We have designed ArcGIS Enterprise 10.7.1 high availability solution with Web Adaptors and third-party load balancer. All servers are VMs. We need to document ArcGIS Enterprise 10.7.1 fail-over scenarios and test all these scenarios prior to go-live to confirm the fail-over happens correctly. I have struggled to find any documentation on all fail-over scenarios but here is a list of fail-over test cases:
ArcGIS Portal Fail-over:
Stop ArcGIS Portal Service on a Primary node.
Shutdown server hosting Primary ArcGIS Portal.
Take the Primary ArcGIS Portal machine off the network.
ArcGIS Server (2 machine site) Fail-over:
Stop ArcGIS Server Service on one of the servers
Shutdown one of the Server hosting ArcGIS Server
Take one of the machine off the network.
Disjoin a machine from a site.
ArcGIS Data Store Fail-over:
Put the machine with Primary Data Store off the network
Make secondary Data Store primary.
Are above scenarios correct for fail-over testing? Am I missing any scenario?
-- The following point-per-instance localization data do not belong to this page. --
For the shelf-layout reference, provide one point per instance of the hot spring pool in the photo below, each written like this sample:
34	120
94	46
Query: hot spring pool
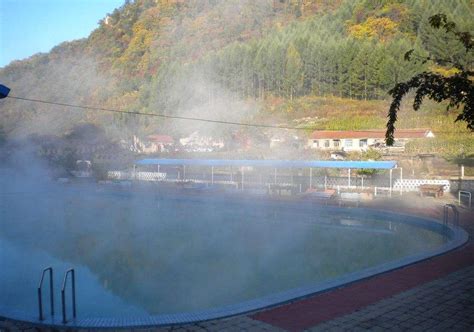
161	257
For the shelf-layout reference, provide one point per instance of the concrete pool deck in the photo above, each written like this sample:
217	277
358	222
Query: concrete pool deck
436	294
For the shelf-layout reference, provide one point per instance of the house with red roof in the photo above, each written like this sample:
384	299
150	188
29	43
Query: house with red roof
361	140
153	144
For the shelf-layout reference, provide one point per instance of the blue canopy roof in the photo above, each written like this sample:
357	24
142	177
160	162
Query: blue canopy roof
271	163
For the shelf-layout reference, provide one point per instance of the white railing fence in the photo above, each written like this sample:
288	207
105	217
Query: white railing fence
414	184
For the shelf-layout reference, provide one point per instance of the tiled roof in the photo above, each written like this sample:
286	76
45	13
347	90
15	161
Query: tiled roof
361	134
161	139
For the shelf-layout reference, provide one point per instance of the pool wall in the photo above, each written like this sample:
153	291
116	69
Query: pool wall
456	235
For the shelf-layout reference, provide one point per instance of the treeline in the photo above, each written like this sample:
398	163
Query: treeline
354	52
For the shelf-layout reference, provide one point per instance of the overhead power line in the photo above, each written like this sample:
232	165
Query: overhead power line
156	115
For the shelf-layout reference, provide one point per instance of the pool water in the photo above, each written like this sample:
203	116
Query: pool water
156	252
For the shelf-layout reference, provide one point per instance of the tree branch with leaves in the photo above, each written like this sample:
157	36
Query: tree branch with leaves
457	89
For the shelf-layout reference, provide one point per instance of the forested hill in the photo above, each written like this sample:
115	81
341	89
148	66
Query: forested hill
226	59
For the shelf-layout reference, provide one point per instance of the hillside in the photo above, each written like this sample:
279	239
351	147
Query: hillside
269	61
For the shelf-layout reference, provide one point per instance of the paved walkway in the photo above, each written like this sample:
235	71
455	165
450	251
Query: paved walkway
434	295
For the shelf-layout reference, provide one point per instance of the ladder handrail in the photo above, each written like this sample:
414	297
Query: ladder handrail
63	295
464	193
51	293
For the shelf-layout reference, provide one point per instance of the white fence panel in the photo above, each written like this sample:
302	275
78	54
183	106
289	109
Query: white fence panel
414	184
141	176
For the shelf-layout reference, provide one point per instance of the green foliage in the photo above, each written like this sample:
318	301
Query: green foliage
458	88
301	52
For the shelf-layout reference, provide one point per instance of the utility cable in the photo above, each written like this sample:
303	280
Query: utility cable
156	115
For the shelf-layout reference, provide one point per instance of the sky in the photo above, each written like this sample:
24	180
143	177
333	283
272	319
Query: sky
31	26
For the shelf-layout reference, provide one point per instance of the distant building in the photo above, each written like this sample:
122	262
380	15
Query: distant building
199	143
363	139
153	144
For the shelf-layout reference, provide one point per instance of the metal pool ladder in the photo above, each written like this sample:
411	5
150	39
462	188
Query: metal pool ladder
63	293
51	293
446	214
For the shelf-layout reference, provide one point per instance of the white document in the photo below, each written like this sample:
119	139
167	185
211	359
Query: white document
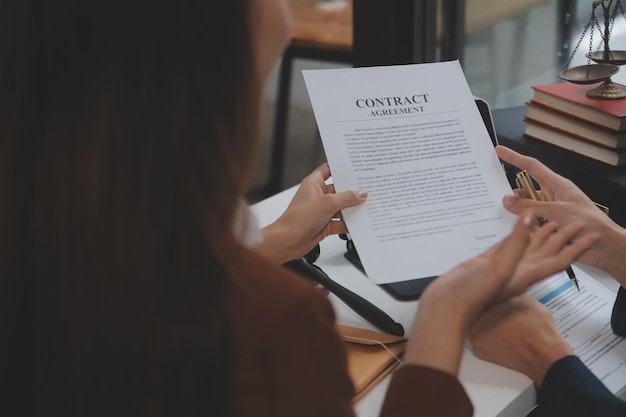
583	318
412	136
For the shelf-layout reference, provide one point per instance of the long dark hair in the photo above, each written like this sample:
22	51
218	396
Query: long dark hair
126	132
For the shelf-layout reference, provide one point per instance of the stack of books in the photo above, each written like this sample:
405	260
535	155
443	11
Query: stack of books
562	114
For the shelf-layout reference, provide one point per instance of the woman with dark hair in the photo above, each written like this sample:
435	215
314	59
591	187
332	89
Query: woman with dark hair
132	278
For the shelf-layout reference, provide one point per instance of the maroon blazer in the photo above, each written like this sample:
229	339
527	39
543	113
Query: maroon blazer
288	360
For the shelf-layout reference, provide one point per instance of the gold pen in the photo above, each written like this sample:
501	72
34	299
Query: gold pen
525	183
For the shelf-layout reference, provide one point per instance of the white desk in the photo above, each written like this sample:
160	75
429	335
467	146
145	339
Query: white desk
494	390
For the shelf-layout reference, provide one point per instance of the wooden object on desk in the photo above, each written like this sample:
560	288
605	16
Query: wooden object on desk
319	32
322	24
602	183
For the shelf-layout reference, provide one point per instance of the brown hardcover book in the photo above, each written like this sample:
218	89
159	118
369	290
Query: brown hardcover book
577	127
371	356
572	99
615	157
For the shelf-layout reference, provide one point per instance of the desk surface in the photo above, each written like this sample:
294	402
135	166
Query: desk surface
494	390
322	24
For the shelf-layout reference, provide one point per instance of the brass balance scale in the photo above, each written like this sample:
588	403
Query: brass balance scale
606	62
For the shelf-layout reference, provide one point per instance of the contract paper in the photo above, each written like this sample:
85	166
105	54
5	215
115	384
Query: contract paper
583	318
412	136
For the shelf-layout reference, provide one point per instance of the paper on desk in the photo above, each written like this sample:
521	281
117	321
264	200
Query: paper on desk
584	320
411	136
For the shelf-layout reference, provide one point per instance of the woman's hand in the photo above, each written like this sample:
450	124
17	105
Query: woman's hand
563	202
452	303
313	214
519	334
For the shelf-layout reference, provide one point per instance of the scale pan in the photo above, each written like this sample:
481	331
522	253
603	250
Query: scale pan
616	57
588	74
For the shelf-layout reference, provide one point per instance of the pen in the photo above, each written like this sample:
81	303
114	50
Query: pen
360	305
524	182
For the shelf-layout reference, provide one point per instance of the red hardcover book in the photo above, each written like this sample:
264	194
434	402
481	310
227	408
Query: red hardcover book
615	157
571	99
574	126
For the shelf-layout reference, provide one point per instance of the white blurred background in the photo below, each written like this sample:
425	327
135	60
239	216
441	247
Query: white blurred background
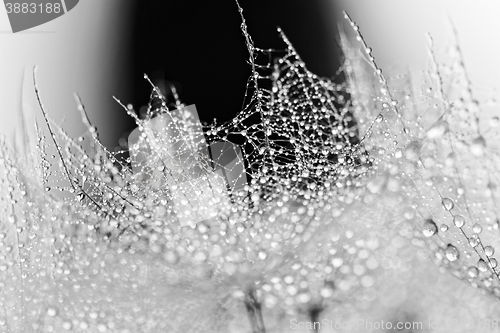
396	31
89	50
83	51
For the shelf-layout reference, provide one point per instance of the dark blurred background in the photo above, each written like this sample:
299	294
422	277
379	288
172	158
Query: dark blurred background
198	46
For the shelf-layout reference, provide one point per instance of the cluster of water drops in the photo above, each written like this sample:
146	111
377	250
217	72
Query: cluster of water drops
275	208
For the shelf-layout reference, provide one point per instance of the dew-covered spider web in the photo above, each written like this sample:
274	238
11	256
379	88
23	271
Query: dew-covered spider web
314	195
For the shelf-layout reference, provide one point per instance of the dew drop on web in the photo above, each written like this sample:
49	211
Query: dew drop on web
430	228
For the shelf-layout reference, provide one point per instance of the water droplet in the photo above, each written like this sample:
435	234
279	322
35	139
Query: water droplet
448	204
482	266
473	271
459	221
51	311
473	241
171	257
80	196
451	253
430	228
477	146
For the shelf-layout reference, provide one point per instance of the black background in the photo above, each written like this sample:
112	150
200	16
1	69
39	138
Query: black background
198	46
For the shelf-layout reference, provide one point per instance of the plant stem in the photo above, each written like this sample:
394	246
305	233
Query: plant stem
254	312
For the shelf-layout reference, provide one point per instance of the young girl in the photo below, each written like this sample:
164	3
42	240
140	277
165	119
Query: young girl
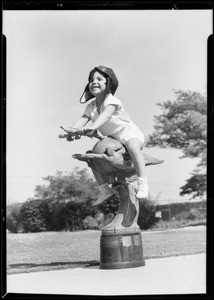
108	116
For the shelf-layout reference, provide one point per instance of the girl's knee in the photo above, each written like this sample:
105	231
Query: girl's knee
134	145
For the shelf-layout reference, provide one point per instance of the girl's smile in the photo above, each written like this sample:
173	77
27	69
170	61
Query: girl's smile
97	84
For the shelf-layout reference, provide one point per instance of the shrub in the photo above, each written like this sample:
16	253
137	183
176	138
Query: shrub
33	215
147	218
194	214
13	218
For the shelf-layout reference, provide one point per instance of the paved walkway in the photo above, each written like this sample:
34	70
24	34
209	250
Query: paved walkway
173	275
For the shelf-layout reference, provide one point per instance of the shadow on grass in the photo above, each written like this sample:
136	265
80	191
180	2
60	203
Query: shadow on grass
71	264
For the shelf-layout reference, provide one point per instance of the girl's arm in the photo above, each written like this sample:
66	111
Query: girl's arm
103	117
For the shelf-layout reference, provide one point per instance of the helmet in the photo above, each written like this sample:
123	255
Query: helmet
113	82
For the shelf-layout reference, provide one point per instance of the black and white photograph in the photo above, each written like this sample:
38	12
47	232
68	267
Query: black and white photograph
106	151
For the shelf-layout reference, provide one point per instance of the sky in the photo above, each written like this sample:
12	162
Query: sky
49	56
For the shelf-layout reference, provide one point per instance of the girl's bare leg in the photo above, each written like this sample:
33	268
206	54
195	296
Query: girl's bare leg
134	147
104	188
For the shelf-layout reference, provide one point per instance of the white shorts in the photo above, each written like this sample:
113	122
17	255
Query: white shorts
129	133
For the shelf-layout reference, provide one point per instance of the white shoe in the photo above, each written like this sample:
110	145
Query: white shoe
143	188
105	193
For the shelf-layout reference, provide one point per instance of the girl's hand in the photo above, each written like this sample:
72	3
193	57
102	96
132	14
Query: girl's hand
70	130
88	131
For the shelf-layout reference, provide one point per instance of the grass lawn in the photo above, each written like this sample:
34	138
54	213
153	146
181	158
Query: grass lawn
30	252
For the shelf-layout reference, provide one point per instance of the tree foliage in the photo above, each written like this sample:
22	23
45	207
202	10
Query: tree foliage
77	185
183	125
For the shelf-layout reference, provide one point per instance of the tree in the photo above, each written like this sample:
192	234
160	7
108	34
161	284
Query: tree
33	214
183	125
77	185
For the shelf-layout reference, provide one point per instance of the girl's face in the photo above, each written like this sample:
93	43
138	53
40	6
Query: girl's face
97	84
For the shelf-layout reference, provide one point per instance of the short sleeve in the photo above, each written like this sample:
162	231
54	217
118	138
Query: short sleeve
113	101
88	110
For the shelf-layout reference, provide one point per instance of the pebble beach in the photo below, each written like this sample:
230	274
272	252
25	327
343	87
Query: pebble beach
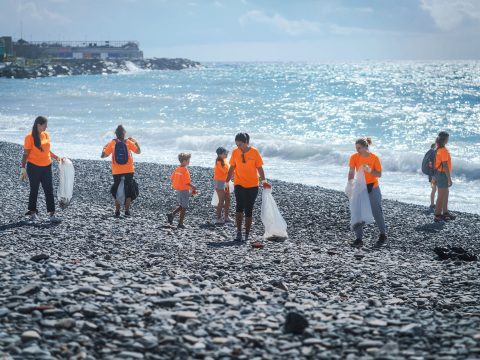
97	287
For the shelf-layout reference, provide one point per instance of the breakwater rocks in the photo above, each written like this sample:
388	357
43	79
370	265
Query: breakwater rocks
96	287
93	67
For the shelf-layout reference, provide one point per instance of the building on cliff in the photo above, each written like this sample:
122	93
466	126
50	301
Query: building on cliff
77	49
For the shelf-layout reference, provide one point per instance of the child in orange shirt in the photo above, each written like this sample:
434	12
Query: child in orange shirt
220	173
181	183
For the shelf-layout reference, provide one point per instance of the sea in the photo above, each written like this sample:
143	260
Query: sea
303	117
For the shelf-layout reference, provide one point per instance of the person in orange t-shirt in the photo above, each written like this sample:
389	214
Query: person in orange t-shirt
122	166
37	168
182	184
220	172
246	165
443	178
372	168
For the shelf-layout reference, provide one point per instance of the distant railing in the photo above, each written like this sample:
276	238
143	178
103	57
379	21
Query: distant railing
86	43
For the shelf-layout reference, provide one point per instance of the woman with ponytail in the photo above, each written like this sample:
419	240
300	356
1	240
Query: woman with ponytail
247	165
372	167
37	168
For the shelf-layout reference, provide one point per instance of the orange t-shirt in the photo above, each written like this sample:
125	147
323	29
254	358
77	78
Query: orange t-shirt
118	169
180	178
246	174
443	156
372	160
35	156
220	172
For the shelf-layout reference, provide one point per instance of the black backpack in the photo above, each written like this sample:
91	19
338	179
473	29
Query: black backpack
428	163
121	152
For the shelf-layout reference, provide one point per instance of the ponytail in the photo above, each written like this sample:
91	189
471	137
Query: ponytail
365	142
40	120
222	161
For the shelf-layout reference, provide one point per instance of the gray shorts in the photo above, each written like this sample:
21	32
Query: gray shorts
441	179
219	184
183	197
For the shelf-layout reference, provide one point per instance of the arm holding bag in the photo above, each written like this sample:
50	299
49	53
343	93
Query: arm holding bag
275	225
66	173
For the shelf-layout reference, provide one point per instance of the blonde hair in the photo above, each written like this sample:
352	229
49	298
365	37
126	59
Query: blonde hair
184	156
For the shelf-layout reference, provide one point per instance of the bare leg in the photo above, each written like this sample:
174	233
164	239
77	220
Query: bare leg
239	220
445	201
432	194
440	200
226	209
128	201
248	224
182	215
221	200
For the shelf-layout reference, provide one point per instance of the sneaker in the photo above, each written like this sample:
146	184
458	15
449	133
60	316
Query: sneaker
55	220
449	216
257	245
357	243
381	241
239	236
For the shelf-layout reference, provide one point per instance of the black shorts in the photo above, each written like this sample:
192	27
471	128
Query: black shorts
245	198
128	182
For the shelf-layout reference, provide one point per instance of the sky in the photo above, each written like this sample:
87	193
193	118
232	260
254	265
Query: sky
259	30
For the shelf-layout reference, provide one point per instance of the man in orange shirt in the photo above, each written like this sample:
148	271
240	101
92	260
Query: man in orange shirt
246	164
37	168
443	178
372	170
182	184
122	166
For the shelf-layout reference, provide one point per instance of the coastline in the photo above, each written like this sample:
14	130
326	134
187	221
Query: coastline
57	67
137	288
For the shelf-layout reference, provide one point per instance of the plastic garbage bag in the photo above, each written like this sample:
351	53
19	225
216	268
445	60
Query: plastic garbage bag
360	208
215	198
275	225
120	196
66	173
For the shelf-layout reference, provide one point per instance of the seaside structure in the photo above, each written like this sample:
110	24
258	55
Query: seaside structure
76	49
6	48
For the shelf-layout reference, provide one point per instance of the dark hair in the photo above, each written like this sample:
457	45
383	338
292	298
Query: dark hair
184	156
40	120
442	139
364	142
243	137
221	160
120	132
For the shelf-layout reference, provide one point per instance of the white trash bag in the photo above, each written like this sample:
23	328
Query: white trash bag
360	208
215	198
120	196
275	225
66	173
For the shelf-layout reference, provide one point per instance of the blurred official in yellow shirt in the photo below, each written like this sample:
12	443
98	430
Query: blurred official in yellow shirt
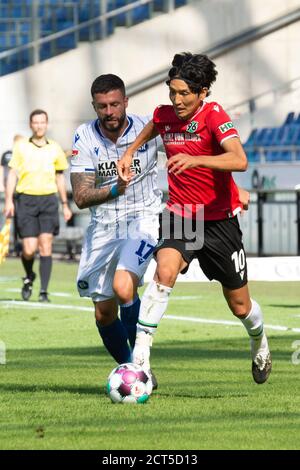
36	173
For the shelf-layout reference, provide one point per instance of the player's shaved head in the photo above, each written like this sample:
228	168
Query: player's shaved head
107	83
197	70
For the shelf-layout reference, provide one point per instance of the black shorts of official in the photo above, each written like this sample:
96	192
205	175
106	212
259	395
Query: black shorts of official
36	215
222	256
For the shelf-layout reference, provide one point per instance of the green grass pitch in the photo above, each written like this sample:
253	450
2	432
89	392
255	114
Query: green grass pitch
52	385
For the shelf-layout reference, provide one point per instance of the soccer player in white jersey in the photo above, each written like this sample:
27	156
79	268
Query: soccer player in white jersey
123	230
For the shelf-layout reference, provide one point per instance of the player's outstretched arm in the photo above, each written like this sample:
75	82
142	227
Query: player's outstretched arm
123	165
244	197
233	159
86	195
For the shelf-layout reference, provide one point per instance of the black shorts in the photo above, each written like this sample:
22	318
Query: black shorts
222	256
36	215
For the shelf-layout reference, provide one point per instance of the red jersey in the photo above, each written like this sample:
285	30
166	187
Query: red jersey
202	134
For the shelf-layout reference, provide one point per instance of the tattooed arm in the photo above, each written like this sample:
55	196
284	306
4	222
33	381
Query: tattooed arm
86	195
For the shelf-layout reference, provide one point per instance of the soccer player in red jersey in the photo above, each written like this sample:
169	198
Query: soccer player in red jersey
203	148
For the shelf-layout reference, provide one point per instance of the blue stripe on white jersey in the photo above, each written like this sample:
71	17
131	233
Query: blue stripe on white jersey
93	151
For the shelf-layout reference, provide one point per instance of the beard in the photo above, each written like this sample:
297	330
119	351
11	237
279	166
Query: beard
113	124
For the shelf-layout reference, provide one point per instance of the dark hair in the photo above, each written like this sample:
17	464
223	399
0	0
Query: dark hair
197	70
106	83
37	111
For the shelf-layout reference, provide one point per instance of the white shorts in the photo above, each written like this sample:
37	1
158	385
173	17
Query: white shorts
103	254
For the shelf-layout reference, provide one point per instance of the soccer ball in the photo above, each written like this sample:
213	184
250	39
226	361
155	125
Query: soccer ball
129	383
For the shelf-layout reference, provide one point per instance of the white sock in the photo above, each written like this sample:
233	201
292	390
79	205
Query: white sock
153	305
254	321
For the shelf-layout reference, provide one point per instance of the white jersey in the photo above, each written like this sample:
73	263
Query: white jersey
95	153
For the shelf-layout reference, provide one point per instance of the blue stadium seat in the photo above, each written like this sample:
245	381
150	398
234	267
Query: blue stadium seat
290	118
140	14
251	137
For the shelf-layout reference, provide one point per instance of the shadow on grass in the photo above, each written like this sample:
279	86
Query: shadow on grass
55	388
208	361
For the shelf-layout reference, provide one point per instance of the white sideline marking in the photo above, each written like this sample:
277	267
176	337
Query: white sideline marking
38	305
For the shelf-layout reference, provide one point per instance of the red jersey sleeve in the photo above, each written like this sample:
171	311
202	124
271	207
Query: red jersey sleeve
220	124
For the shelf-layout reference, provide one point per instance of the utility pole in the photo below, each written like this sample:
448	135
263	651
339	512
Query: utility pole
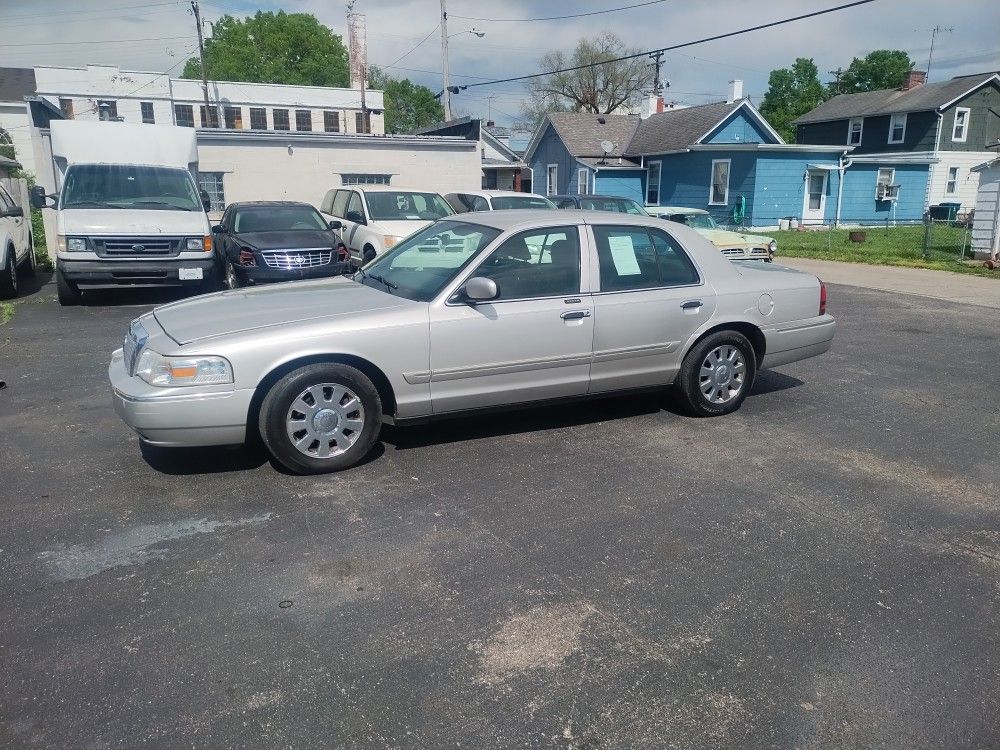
934	32
446	96
204	75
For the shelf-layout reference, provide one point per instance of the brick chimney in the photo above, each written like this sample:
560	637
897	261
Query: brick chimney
913	79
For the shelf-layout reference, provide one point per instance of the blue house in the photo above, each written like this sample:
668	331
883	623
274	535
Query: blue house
722	157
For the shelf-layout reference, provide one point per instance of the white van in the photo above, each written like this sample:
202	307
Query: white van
129	210
373	218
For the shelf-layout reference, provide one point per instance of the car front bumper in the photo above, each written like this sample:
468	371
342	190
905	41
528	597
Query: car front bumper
112	274
184	417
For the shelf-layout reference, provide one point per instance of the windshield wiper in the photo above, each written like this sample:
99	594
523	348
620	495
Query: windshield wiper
388	284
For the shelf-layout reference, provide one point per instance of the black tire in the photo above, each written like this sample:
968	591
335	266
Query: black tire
8	276
275	411
68	294
690	381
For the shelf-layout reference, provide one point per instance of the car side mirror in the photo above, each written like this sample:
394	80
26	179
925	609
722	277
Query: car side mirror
481	289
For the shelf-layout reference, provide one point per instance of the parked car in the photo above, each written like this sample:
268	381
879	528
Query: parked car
496	200
611	203
16	245
265	241
604	303
370	219
734	245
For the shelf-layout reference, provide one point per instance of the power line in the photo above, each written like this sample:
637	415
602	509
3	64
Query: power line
676	46
559	18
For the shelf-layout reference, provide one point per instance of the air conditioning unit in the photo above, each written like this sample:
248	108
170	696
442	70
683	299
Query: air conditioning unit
885	192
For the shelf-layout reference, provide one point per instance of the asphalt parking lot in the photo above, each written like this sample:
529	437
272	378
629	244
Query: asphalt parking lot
819	570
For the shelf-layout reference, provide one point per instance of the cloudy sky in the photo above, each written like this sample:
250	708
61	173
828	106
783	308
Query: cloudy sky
158	35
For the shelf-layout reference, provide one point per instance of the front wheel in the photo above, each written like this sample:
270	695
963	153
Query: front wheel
321	418
717	374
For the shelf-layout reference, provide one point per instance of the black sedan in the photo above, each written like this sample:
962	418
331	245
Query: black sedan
267	241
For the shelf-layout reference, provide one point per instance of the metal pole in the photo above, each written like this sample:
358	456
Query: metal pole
204	74
446	96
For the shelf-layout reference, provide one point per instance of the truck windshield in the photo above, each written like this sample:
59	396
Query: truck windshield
128	186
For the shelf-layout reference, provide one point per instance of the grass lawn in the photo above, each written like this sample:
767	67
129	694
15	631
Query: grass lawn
886	246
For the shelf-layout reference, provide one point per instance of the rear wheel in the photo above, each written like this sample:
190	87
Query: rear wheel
8	276
321	418
717	374
68	294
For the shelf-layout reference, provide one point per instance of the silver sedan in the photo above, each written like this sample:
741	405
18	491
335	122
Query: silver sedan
484	310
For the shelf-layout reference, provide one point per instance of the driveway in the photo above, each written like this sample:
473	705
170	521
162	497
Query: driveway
819	570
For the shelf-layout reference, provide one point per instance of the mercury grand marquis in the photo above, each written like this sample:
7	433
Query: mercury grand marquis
484	310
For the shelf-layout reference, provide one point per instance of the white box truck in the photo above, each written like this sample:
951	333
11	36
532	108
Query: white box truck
129	211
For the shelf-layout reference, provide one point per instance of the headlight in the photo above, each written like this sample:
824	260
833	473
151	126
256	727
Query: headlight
156	369
200	243
71	244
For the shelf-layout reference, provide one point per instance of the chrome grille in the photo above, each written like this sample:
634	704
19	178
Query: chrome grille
291	260
137	246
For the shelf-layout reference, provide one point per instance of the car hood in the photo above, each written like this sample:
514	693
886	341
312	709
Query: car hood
290	240
131	221
242	310
401	228
723	238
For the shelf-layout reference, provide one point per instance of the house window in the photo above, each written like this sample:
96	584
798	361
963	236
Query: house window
855	128
653	183
258	118
951	186
961	127
212	120
109	105
184	115
234	117
211	183
719	194
365	179
897	128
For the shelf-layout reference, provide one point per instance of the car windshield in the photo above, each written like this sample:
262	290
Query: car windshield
127	186
695	221
504	202
421	265
277	219
614	205
406	206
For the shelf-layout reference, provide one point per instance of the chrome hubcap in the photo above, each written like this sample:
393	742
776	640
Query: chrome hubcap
722	375
325	420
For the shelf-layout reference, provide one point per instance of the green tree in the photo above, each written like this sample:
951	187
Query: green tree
791	92
408	106
881	69
288	48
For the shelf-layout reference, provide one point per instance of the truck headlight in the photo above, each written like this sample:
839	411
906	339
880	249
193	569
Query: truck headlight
200	243
159	370
71	244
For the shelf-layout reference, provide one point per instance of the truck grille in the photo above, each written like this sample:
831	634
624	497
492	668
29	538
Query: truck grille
290	260
142	247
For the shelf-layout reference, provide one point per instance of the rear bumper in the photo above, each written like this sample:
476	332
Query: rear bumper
164	417
110	274
800	339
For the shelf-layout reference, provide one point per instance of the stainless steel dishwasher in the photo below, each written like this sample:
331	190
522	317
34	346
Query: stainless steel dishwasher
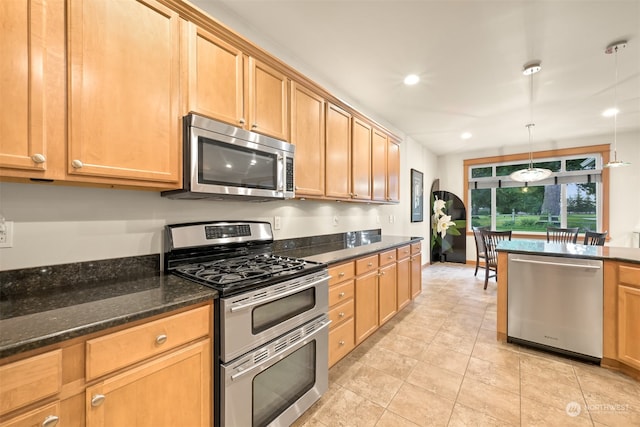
556	303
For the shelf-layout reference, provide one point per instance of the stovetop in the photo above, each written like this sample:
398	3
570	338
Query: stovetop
230	256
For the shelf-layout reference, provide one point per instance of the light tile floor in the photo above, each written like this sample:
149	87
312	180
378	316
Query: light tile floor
437	363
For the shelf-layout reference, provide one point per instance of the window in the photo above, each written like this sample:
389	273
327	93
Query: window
574	195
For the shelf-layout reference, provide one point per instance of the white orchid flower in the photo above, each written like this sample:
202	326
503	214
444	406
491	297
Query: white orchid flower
444	222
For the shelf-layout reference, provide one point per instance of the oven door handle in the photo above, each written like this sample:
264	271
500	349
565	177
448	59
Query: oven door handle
277	354
277	296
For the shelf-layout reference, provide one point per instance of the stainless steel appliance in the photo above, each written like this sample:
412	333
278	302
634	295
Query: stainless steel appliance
223	161
271	337
556	303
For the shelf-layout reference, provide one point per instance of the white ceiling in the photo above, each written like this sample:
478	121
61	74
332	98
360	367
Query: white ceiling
469	56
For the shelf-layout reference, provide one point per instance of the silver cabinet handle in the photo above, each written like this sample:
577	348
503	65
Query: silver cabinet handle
50	421
97	400
38	158
556	264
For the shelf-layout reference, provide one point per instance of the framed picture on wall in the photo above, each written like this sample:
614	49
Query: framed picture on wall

There are some scenarios we cannot test e.g. disk crash.
Portal's failover revolves around standby not being able to reach primary, so any of the ways you described will do that.
There is no concept of "failover" for Server, since there are no roles.
In either case above, the machine or service being unavailable will indicate to your load balancer (as long as you have HTTP health checking configured) or the web adaptor that the component is unhealthy, and it won't send traffic to it.
For Data Store, yes, those scenarios will cause a failover.